LinuxQuestions.org - [SOLVED] Splitting files by pattern match

- Linux - Software (https://www.linuxquestions.org/questions/linux-software-2/)

- - Splitting files by pattern match (https://www.linuxquestions.org/questions/linux-software-2/splitting-files-by-pattern-match-769731/)

bartonski

11-17-2009 12:49 PM

Splitting files by pattern match

I have a series of files which have been concatenated together. Each of the files has a header, something like this:

metasyntactic_variables.txt

Code:

header----- # primary

xyzzy foo

header----- # secondary

bar

baz

header----- # quux family

quux

quuux

quuuux

quuuuux

Does anyone know if there is a tool, similar to split, which can separate these in to files, by header, something like this?:

Code:

$ wondersplit --patern-"^header-----" metasyntactic_variables.txt

which produces

xa

Code:

header----- # primary as the hills

xyzzy foo

Code:

header----- # secondary

bar

baz

Code:

header----- # quux family

quux

quuux

quuuux

quuuuux

I know that I could hack this together in perl in about 15 minutes, but it would be nice know if this exists as a stand alone tool.

sarum1990

11-17-2009 01:01 PM

This can be solved with a faily simple gawk command:

gawk 'BEGIN{fnum=0; out="outf";} /^header----/ {fnum++;} {print $0 >> out""fnum}' <INPUT-FILE>

essentially scan through outputing every line to the file "outf#" and increment # everytime you find the regexp ^header----.

Hope This Helps

bartonski

11-17-2009 01:20 PM

I knew that someone would jump in with an awk script...

very nice.

Thanks.

bartonski

11-17-2009 01:25 PM

Wow. That ran so fast I thought that it had failed, but I got output.

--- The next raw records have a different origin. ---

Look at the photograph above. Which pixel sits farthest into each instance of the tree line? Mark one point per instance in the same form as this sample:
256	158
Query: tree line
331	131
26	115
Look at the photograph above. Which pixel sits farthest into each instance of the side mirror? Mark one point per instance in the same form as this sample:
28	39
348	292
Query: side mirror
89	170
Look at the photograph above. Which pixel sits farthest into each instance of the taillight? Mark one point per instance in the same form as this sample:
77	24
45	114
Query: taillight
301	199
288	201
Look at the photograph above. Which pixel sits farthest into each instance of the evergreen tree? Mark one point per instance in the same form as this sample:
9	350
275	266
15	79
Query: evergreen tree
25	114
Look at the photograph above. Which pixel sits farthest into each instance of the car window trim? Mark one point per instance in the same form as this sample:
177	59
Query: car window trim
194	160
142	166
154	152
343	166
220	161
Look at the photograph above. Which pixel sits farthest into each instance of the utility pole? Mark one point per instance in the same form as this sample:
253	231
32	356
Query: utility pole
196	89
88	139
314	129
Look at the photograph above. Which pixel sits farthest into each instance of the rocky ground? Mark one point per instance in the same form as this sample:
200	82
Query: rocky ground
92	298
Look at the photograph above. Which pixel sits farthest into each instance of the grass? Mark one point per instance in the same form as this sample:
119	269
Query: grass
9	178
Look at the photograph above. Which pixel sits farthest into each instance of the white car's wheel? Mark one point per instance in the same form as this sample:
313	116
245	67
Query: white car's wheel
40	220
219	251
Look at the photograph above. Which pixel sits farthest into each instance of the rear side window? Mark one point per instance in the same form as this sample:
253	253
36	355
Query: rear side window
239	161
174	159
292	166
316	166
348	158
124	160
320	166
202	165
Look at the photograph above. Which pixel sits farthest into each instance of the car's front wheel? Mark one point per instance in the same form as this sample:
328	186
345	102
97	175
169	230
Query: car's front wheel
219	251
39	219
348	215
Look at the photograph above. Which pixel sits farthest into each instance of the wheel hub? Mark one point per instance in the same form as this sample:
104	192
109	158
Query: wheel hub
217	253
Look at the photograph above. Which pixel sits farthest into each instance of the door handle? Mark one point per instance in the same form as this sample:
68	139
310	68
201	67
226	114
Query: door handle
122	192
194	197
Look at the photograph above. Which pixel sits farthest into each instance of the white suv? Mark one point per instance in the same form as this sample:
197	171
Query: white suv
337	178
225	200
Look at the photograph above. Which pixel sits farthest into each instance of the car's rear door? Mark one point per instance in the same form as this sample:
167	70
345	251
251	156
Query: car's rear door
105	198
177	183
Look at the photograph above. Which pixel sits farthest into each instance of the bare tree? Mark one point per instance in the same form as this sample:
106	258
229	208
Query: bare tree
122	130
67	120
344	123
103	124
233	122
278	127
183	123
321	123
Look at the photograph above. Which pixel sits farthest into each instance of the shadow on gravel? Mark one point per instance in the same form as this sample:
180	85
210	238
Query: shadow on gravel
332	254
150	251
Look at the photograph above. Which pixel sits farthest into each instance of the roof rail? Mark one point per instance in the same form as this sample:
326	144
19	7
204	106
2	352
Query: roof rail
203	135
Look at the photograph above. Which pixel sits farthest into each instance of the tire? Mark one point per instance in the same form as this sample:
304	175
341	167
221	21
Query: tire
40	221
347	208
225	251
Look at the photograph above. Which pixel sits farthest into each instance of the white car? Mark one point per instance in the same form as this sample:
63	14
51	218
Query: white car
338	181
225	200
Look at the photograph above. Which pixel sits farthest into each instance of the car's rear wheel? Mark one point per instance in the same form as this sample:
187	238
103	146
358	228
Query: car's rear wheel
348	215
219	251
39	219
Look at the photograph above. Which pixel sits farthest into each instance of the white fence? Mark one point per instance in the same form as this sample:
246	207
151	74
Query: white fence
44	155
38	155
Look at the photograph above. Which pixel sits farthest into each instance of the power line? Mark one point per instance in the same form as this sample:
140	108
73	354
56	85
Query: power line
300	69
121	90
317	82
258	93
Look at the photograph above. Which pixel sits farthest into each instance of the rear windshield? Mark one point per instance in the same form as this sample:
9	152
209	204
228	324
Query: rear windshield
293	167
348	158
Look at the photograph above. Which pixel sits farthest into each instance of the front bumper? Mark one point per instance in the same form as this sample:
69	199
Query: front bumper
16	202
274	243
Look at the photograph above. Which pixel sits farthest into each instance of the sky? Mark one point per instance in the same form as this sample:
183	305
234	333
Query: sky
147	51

note to self: learn some awk.

sarum1990

11-19-2009 06:08 PM

Just wanted to update this, I stumbled across a much better option today

the command csplit

"content split"

just a man csplit will show you how to use it. I feel kinda silly running to gawk when this option was available.

ghostdog74

11-19-2009 06:27 PM

the awk code is simply

Code:

awk '/header/{++d}{print $0>"file_"d}' file

sarum1990

11-19-2009 06:46 PM

Quote:

Originally Posted by ghostdog74 (Post 3763274)

the awk code is simply

Code:

awk '/header/{++d}{print $0>"file_"d}' file

Running that on my Mac OS X version of awk I get an error due to too many files being open for write when it's run with > 18 different files combined in one. I have the same error with the version I posted earlier.

If I'm not mistaken closing the files after having written to them fixes this though.

Code:

awk '/header/{close("file_"d);++d}{print $0>"file_"d}' file

but still I think I'd use the program csplit for anything like this in the future, since that is the entire functionality of that program.

bartonski

11-19-2009 08:30 PM

Well... I'll be damned. I think that I used csplit about 10 years ago, and I totally forgot about it. How did you run across it?

sarum1990

11-20-2009 10:05 AM

I was in a situation without internet and was navigating around info pages looking for the pr -m or paste command to merge two files line by line for awk processing. When I got to the text-processing commands I noticed csplit and decided to check out what it did.

All times are GMT -5. The time now is 09:03 PM.